Die zwölf Imame

Die zwölf Imame

Die Imamiten oder Zwölfer-Schiiten (von arabisch Schi'at Ali = "Partei Alis") sind die größte Gruppe der Schiiten, die eine der drei ursprünglichen Glaubensrichtungen des Islam darstellen. (Siehe auch Sunniten und Charidschiten). Ihre Anhänger, die Imamiten, betrachten Ali ibn Abi Talib als rechtmäßigen Nachfolger (Kalifen) des Propheten Mohammed.

Inhaltsverzeichnis

Verbreitung

Die Schiiten haben ihr ursprüngliches Zentrum im Irak. Mehr als die Hälfte der Iraker (ca.60%), vor allem im Süden des Landes, sind Schiiten. Mit Gründung der arabischen Kolonie Qom im 8. Jahrhundert breitete die Schia sich auch in den Iran aus, der heute mit 91% seiner Bevölkerung den höchsten Anteil an Schiiten hat. Imamitische Schiiten gibt es u.a. auch in:

  • Libanon (36% der Bevölkerung; größte einzelne Glaubensgemeinschaft des Landes)
  • Afghanistan (20% der Bevölkerung)
  • Türkei (15-35% der Bevölkerung, wenn die Aleviten als Untergruppe des Schiitentums verstanden werden, was allerdings in der Alevitischen Gemeinschaft und auch unter Religionswissenschaftlern sehr umstritten ist)
  • Saudi-Arabien
  • Bahrain (Bevölkerungsmehrheit)
  • Aserbaidschan (Bevölkerungsmehrheit)
  • Indien
  • Pakistan (20% der Bevölkerung; zweitgrößte schiitische Gemeinde der Welt nach dem Iran)

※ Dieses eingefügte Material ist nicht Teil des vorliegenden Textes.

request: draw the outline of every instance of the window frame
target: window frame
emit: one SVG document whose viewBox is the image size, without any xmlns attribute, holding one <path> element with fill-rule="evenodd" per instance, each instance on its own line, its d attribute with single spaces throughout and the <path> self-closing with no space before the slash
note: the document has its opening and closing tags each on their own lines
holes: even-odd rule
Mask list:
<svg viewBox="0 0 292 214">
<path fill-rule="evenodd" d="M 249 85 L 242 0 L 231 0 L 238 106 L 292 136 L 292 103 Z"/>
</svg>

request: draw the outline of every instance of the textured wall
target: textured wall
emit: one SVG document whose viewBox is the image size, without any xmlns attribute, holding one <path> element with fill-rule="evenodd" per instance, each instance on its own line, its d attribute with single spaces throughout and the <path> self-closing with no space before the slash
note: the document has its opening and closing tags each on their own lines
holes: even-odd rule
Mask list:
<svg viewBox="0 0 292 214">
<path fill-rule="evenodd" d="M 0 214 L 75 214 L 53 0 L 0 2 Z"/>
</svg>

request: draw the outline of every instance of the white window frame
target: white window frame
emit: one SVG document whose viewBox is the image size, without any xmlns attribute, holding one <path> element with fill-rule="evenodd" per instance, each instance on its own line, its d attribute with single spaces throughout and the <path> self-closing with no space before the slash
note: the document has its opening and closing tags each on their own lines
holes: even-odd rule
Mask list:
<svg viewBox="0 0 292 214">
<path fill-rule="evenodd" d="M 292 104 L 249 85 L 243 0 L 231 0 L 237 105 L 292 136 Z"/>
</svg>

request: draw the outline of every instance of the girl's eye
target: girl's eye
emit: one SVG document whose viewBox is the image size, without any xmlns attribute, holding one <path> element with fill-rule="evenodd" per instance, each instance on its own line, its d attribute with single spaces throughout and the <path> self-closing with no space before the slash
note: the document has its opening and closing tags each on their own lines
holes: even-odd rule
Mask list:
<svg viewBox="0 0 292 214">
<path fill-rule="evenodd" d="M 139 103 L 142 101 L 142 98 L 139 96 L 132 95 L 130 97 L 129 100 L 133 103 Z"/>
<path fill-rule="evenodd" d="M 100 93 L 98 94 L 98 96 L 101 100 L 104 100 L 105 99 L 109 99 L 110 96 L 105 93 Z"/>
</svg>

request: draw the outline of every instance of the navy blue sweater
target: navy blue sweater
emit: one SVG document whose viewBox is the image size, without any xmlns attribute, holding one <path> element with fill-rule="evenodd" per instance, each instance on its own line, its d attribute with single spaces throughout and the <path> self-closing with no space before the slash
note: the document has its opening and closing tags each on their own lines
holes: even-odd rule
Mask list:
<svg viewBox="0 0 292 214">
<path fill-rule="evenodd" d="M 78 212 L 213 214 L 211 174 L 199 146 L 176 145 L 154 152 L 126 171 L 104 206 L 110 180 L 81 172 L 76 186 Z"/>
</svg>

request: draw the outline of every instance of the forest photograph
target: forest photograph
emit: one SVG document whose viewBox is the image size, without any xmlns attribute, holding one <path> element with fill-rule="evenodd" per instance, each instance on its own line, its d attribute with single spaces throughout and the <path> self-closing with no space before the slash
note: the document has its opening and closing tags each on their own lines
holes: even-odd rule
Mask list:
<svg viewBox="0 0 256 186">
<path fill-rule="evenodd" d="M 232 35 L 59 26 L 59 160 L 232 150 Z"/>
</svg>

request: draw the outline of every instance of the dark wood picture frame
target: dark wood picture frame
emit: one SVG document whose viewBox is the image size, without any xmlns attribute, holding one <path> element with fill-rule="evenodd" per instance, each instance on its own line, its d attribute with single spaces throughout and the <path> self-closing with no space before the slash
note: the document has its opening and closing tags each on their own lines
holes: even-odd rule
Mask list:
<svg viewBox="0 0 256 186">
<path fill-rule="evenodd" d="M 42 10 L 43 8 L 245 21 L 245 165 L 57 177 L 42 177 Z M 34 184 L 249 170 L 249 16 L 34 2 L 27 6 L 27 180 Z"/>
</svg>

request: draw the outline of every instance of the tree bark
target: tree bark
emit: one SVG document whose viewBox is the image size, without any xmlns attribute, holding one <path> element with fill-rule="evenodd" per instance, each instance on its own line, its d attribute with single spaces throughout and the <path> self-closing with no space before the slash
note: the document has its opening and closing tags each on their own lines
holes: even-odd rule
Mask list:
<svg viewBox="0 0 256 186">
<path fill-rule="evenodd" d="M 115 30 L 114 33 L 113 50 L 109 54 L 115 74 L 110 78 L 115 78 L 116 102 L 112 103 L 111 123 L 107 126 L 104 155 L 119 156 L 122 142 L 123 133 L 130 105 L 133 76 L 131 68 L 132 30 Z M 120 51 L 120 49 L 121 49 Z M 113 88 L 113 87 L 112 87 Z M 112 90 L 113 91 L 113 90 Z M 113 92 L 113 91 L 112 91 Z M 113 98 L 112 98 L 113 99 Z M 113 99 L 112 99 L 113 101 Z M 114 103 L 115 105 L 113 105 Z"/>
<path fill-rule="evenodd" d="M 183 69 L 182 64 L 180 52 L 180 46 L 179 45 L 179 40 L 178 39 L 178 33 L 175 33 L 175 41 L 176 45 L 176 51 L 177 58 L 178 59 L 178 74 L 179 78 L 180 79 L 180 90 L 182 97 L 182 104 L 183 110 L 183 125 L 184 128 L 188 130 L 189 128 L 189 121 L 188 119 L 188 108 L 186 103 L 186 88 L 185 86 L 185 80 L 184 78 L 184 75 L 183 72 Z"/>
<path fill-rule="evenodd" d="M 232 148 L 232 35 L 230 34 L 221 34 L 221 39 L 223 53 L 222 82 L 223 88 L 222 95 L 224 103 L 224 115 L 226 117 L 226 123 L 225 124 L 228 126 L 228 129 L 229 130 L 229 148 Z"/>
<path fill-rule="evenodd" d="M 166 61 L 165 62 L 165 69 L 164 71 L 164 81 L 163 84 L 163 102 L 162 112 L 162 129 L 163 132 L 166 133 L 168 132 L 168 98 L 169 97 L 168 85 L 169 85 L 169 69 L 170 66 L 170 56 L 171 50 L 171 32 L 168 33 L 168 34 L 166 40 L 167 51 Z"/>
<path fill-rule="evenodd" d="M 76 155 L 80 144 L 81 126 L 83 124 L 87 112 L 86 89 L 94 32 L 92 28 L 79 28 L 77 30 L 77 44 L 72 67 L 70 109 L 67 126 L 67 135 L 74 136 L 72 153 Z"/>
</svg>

Weltweit sind es ca. 110 Millionen.

Glaubenslehre

Kerngedanke der schiitischen Religion in ihrer imamitischen Form ist der Glaube an die Vierzehn Unfehlbaren: Der Prophet Mohammed, dessen Tochter Fatima und die zwölf Imame. Die Schiiten beziehen sich dabei auf den Vers 33:33 des Koran, in dem es heißt: "...Siehe, Allah will euch von jedem Übel bewahren, o Leute des Hauses (Ahl-ul Bait), und euch völlig reinhalten." Mit der Ahl-ul Bait seien die Vierzehn Unfehlbaren gemeint. Die zwölf Imame der Imamiten sind:

  1. Ali ibn Abi Talib (Ali) († 661)
  2. Hasan ibn 'Alī (al-Hasan) († 669)
  3. Hussein ibn-Ali (al-Husain) († 680)
  4. Ali Zain al-Abidin († um 713)
  5. Muhammad al-Baqir († um 733)
  6. Dschafar al-Sadiq († 765), Begründer der Dschafaritischen Rechtsschule
  7. Musa al-Kazim († 799)
  8. Ali al-Rida († 818)
  9. Muhammad al-Taqi († 835)
  10. Ali an-Naqi († 865)
  11. al-Hasan al-Askari († 873)
  12. Muhammad al-Mahdi

Der zwölfte, verborgene Imam Muhammad al-Mahdi – dessen Existenz als historische Person in der Wissenschaft umstritten ist – ist nach Ansicht der Zwölfer-Schiiten nicht gestorben, sondern wurde von Gott entrückt und lebt seitdem in Verborgenheit. Die Zwölfer-Schiiten glauben, dass er dereinst wiederkehren wird, um die Mission des Propheten zu vollenden und ein Reich der Gerechtigkeit auf Erden zu errichten. Dieser zwölfte Imam ist im Glauben der imamitischen Schiiten das einzig legitime Oberhaupt der Muslime (in der heutigen Verfassung des Staats Iran ist er deshalb auch eigentliches Staatsoberhaupt). Der Klerus herrscht nach dieser Auffassung nur in Stellvertretung des zwölften Imans (Wilayat-e Faqih) bis zu dessen Wiederkehr aus der Verborgenheit.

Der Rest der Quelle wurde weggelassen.